The unity of thought toward which Pierre Curie strove was troubled not only by professional and social obligations but also by his tastes, which urged him towards a broad literary and artistic culture. Like his father, he loved reading, and did not fear to undertake arduous literary tasks. To some criticism made in this connection, he responded readily: "I do not dislike tedious books." This meant that he was fascinated by the search after truth which is sometimes associated with writing devoid of charm. He also loved painting and music, and went gladly to look at pictures or to attend a concert. A few fragments of poetry in his handwriting were left among his papers.
But all these preoccupations were subordinated in his mind to what he considered his true task, and when his scientific imagination was not in full activity, he felt himself, in a sense, an incomplete being. He expressed this inquietude with an emotion born of his suffering during momentary periods of depression.
"What shall I become?" he wrote. "Very rarely have I command of all myself; ordinarily a part of me sleeps. My poor spirit, are you then so weak that you cannot control my body? Oh, my thoughts, you count indeed for very little! I should have the greatest confidence in the power of my imagination to pull me out of the rut, but I greatly fear that my imagination is dead."
But despite hesitations, doubts, and lost moments, the young man was little by little striking out his path and strengthening his will. He was resolutely carrying on fruitful investigations at an age when many men who were to become savants were as yet only pupils.
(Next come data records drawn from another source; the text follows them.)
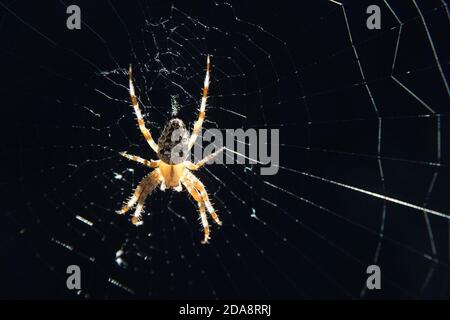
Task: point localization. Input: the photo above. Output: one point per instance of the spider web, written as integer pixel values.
(363, 176)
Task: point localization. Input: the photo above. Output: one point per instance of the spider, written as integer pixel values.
(172, 172)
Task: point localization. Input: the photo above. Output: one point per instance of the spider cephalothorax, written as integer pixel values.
(172, 170)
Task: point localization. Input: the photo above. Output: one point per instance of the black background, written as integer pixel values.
(301, 250)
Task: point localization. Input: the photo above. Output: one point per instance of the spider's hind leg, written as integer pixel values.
(189, 185)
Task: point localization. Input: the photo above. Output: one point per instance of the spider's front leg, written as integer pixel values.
(201, 116)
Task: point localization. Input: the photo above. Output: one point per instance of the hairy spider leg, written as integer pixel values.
(147, 184)
(189, 185)
(134, 101)
(201, 115)
(145, 162)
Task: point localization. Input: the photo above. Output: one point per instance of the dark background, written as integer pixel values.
(311, 239)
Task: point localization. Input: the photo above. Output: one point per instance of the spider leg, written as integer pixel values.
(189, 185)
(134, 101)
(147, 184)
(201, 115)
(201, 189)
(145, 162)
(201, 163)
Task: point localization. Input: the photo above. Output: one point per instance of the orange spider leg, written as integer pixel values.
(145, 162)
(189, 185)
(201, 189)
(201, 163)
(147, 185)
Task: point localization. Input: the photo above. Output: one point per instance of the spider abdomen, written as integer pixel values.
(173, 142)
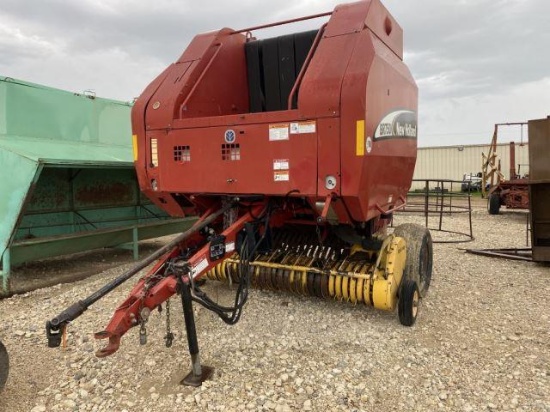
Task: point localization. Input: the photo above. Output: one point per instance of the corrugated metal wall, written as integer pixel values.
(452, 162)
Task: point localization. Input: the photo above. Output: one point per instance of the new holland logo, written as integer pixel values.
(397, 124)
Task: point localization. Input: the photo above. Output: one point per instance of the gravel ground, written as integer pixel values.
(481, 342)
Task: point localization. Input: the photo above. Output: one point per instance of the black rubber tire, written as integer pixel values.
(409, 300)
(4, 366)
(493, 204)
(419, 264)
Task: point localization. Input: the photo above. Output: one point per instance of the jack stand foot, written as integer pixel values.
(196, 380)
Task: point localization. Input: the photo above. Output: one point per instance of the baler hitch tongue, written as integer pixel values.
(56, 327)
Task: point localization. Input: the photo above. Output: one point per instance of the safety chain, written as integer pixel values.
(143, 311)
(169, 337)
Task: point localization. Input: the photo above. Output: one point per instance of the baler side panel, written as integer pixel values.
(379, 178)
(223, 88)
(182, 78)
(319, 94)
(253, 164)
His first work, done in collaboration with Desains, concerned the determination of the lengths of heat waves with the aid of a thermoelectric element and a metallic wire grating, a process, then entirely new, which has since often been employed in the study of this question.
Following this he undertook an investigation on crystals in collaboration with his brother, who had passed his licentiate and was preparator for Friedel in the laboratory of mineralogy at the Sorbonne. Their experiments led the two young physicists to a great success: the discovery of the hitherto unknown phenomena of piezo-electricity, which consists of an electric polarization produced by the compression or the expansion of crystals in the direction of the axis of symmetry. This was by no means a chance discovery. It was the result of much reflection on the symmetry of crystalline matter, which enabled the brothers to foresee the possibilities of such polarization. The first part of the investigation was made in Friedel's laboratory. With an experimental skill rare at their age, the young men succeeded in making a complete study of the new phenomenon, established the conditions of symmetry necessary to its production in crystals, and stated its remarkably simple quantitative laws, as well as its absolute magnitude for certain crystals. Several well-known scientists of other nations (Roentgen, Kundt, Voigt, Riecke) have made further investigations along this new road opened by Jacques and Pierre Curie.
The second part of the work, and much more difficult to realize experimentally, concerned the compression resulting in piezo-electric crystals when they are exposed to the action of an electric field. This phenomenon, foreseen by Lippmann, was demonstrated by the Curie brothers. The difficulty of the experiment lay in the minuteness of the deformations that had to be observed. Fortunately Desains and Mouton placed a small room adjoining the physics laboratory at the disposal of the brothers so that they might proceed successfully with their delicate operations.